Even though I'm sure there's a less crass way to phrase it, to me it still sounds exceedingly arrogant. I might be overreacting though. You tell me: if I prefaced my post with that, would you be more or less inclined to take me seriously?

I do like the idea of explaining why I think the advice works in the first place. I will start writing something up about that and append it to the original post.

Comment author: Sniffnoy 27 May 2015 07:16:23PM 2 points [-]

I'm confused about the "strategy" section; it seems largely redundant with the earlier parts.

Comment author: Nanashi 27 May 2015 07:50:16PM 3 points [-]

Bad editing on my part. Ill update the post and include the original here for posterity

Comment author: estimator 27 May 2015 06:37:23PM 2 points [-]

So, taking a look at what you actually propose to do, this reduces to a) learn some phrases from the tourist phrasebook and b) learn the rest of the language while c) avoiding high-stakes situations where you need language knowledge. Reminds me of this.

Comment author: Nanashi 27 May 2015 06:40:51PM *  0 points [-]

Yup, pretty much. To quote myself

TL;DR: The fastest way to learn new skills is to 1. Break it down into enough "recipes" or "how-to" guides that they cover most of what you might encounter, and 2. Figure out how to eloquently ask for help if you don't know what to do.

(Incidentally, the link you posted does not work, it's giving me a 404).

Comment author: estimator 27 May 2015 06:11:06PM 8 points [-]

Articles on such topics are notorious for their average bad quality. Reformulating in Bayesian terms, the prior probability of your statements being true is low, so you should provide some proofs or evidence -- or why I (or anyone) should believe you? Have you actually checked if it works? Have you actually checked if it works for somebody else?

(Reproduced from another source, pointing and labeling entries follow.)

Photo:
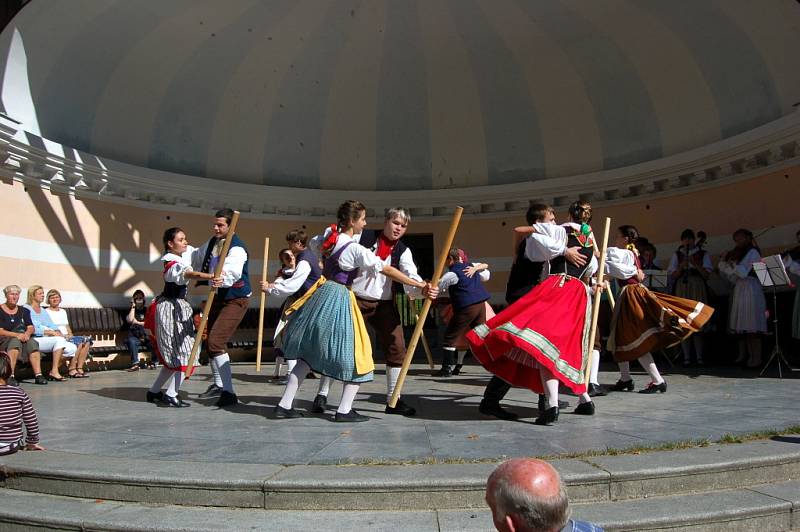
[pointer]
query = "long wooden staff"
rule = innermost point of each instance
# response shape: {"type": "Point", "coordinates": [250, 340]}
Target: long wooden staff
{"type": "Point", "coordinates": [198, 339]}
{"type": "Point", "coordinates": [596, 303]}
{"type": "Point", "coordinates": [261, 306]}
{"type": "Point", "coordinates": [426, 307]}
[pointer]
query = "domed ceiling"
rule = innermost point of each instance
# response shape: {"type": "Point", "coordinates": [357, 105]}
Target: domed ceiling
{"type": "Point", "coordinates": [396, 94]}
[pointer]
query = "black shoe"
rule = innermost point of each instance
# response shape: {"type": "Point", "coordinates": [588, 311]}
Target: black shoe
{"type": "Point", "coordinates": [350, 417]}
{"type": "Point", "coordinates": [655, 388]}
{"type": "Point", "coordinates": [212, 391]}
{"type": "Point", "coordinates": [495, 410]}
{"type": "Point", "coordinates": [227, 399]}
{"type": "Point", "coordinates": [623, 386]}
{"type": "Point", "coordinates": [285, 413]}
{"type": "Point", "coordinates": [320, 402]}
{"type": "Point", "coordinates": [154, 397]}
{"type": "Point", "coordinates": [444, 372]}
{"type": "Point", "coordinates": [549, 417]}
{"type": "Point", "coordinates": [401, 409]}
{"type": "Point", "coordinates": [172, 402]}
{"type": "Point", "coordinates": [595, 390]}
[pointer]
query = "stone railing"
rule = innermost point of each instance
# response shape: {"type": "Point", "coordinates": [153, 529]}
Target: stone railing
{"type": "Point", "coordinates": [39, 162]}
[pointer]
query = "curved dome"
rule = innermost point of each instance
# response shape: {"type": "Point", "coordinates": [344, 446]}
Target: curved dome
{"type": "Point", "coordinates": [391, 95]}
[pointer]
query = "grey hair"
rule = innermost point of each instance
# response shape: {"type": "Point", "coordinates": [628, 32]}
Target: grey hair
{"type": "Point", "coordinates": [398, 211]}
{"type": "Point", "coordinates": [538, 513]}
{"type": "Point", "coordinates": [12, 288]}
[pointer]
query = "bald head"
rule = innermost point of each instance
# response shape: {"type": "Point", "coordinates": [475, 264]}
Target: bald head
{"type": "Point", "coordinates": [526, 495]}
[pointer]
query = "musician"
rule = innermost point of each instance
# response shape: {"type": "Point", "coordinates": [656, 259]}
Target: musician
{"type": "Point", "coordinates": [748, 304]}
{"type": "Point", "coordinates": [689, 269]}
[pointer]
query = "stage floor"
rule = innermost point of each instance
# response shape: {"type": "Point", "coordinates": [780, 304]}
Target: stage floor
{"type": "Point", "coordinates": [107, 415]}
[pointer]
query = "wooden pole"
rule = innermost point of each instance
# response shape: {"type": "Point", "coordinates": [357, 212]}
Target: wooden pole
{"type": "Point", "coordinates": [261, 306]}
{"type": "Point", "coordinates": [596, 302]}
{"type": "Point", "coordinates": [426, 307]}
{"type": "Point", "coordinates": [198, 339]}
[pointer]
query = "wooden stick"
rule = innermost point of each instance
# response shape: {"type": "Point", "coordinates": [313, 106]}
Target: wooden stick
{"type": "Point", "coordinates": [426, 307]}
{"type": "Point", "coordinates": [596, 302]}
{"type": "Point", "coordinates": [261, 306]}
{"type": "Point", "coordinates": [198, 339]}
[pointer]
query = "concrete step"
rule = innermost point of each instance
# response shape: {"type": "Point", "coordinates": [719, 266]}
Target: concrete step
{"type": "Point", "coordinates": [395, 487]}
{"type": "Point", "coordinates": [769, 507]}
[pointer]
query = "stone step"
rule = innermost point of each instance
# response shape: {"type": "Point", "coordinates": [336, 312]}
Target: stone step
{"type": "Point", "coordinates": [770, 507]}
{"type": "Point", "coordinates": [394, 487]}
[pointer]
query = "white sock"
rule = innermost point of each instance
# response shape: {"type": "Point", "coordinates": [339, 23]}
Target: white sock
{"type": "Point", "coordinates": [215, 372]}
{"type": "Point", "coordinates": [324, 385]}
{"type": "Point", "coordinates": [392, 374]}
{"type": "Point", "coordinates": [163, 375]}
{"type": "Point", "coordinates": [174, 384]}
{"type": "Point", "coordinates": [225, 372]}
{"type": "Point", "coordinates": [595, 367]}
{"type": "Point", "coordinates": [649, 366]}
{"type": "Point", "coordinates": [296, 378]}
{"type": "Point", "coordinates": [624, 371]}
{"type": "Point", "coordinates": [349, 392]}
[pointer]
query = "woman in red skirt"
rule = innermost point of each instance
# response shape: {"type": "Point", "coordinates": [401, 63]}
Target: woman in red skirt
{"type": "Point", "coordinates": [542, 339]}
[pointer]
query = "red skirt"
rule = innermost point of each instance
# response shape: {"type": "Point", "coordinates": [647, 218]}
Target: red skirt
{"type": "Point", "coordinates": [547, 327]}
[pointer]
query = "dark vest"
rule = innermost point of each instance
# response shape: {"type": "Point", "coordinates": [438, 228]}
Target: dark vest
{"type": "Point", "coordinates": [313, 275]}
{"type": "Point", "coordinates": [562, 265]}
{"type": "Point", "coordinates": [468, 290]}
{"type": "Point", "coordinates": [240, 288]}
{"type": "Point", "coordinates": [525, 274]}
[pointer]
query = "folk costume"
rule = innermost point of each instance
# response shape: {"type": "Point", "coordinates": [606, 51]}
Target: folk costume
{"type": "Point", "coordinates": [542, 338]}
{"type": "Point", "coordinates": [644, 320]}
{"type": "Point", "coordinates": [170, 324]}
{"type": "Point", "coordinates": [325, 330]}
{"type": "Point", "coordinates": [227, 310]}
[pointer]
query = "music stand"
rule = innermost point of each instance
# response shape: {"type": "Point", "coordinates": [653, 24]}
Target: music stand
{"type": "Point", "coordinates": [771, 273]}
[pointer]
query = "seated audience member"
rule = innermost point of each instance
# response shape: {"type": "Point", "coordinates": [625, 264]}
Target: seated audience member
{"type": "Point", "coordinates": [16, 410]}
{"type": "Point", "coordinates": [47, 335]}
{"type": "Point", "coordinates": [82, 343]}
{"type": "Point", "coordinates": [526, 495]}
{"type": "Point", "coordinates": [16, 335]}
{"type": "Point", "coordinates": [137, 337]}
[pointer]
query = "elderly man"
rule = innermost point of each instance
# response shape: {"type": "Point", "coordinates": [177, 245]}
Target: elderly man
{"type": "Point", "coordinates": [526, 495]}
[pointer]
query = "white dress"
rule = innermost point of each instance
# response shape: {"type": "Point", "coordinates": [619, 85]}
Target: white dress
{"type": "Point", "coordinates": [748, 306]}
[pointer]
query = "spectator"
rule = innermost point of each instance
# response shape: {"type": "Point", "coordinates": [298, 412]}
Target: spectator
{"type": "Point", "coordinates": [16, 335]}
{"type": "Point", "coordinates": [15, 410]}
{"type": "Point", "coordinates": [137, 337]}
{"type": "Point", "coordinates": [82, 343]}
{"type": "Point", "coordinates": [47, 335]}
{"type": "Point", "coordinates": [526, 495]}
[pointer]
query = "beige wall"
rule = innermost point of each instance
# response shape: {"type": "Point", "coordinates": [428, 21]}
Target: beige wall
{"type": "Point", "coordinates": [94, 252]}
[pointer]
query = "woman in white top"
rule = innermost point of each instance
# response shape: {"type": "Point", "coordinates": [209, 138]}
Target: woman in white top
{"type": "Point", "coordinates": [61, 320]}
{"type": "Point", "coordinates": [325, 330]}
{"type": "Point", "coordinates": [748, 306]}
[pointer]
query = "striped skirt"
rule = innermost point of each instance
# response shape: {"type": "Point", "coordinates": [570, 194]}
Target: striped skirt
{"type": "Point", "coordinates": [646, 321]}
{"type": "Point", "coordinates": [326, 330]}
{"type": "Point", "coordinates": [174, 333]}
{"type": "Point", "coordinates": [748, 307]}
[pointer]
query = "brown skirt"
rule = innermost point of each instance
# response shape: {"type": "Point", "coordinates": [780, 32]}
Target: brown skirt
{"type": "Point", "coordinates": [646, 321]}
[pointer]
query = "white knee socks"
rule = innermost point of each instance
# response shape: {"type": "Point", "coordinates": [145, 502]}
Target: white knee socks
{"type": "Point", "coordinates": [348, 395]}
{"type": "Point", "coordinates": [296, 378]}
{"type": "Point", "coordinates": [163, 375]}
{"type": "Point", "coordinates": [649, 366]}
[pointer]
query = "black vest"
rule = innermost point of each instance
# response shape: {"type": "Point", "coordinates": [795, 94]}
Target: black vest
{"type": "Point", "coordinates": [524, 275]}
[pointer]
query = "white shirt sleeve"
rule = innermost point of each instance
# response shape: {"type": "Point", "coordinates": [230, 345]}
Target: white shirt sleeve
{"type": "Point", "coordinates": [286, 287]}
{"type": "Point", "coordinates": [620, 263]}
{"type": "Point", "coordinates": [234, 264]}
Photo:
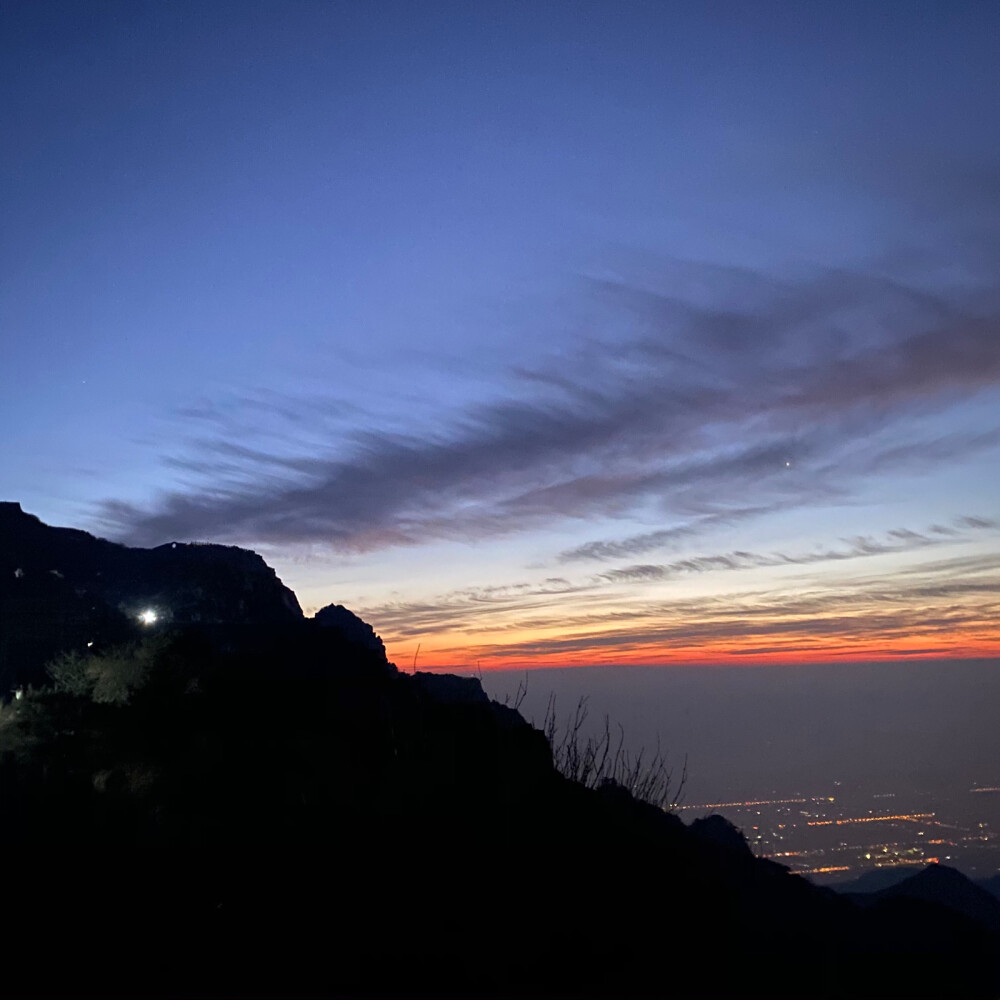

I don't think that personal achievements are a bullet-proof argumentation for such an advice. Still, when I read something like this, I'm pretty sure that it contains valuable information, although it is probably a mistake to follow such advice verbatim anyway. So, if you have Hamming-level credentials, it will help.

As for your article, probably the only way to fix it is to add proofs to your statements. What evidence supports them? Is there any psychological research to back up your claims? Why do you think it is optimal (or near-optimal) way to learn skills?

This is a good self-help article. Can you see the reference list? :)

Comment author: Nanashi 27 May 2015 06:36:07PM *  2 points [-]

Articles on such topics are notorious for their average bad quality.

That's interesting, I wasn't aware of that reputation. That's good to know and certainly justifies your skepticism.

All that said, I think one can still evaluate your point (and in my case, my Less Wrong post) based on its internal logic and how consistent it is with one's own observations, without needing research to back it up. It would be easy enough to dismiss your own post for the very reasons you cited. Consider the following:

"In general, people new to a community are notoriously bad at gauging the pulse of said community. To reformulate in Bayesian terms, based on the length of time you've been posting here, the prior probability of your statement being true is low, so shouldn't you provide some proofs or evidence -- or why should I (or anyone) believe you?"

But to me, your logic checks out, and is fairly consistent with my own observations (that most self-help publications tend to be garbage), so that shifts the probabilities significantly in your favor. I'm hoping that people will evaluate my own post by similar criteria, rather than immediately dismissing it.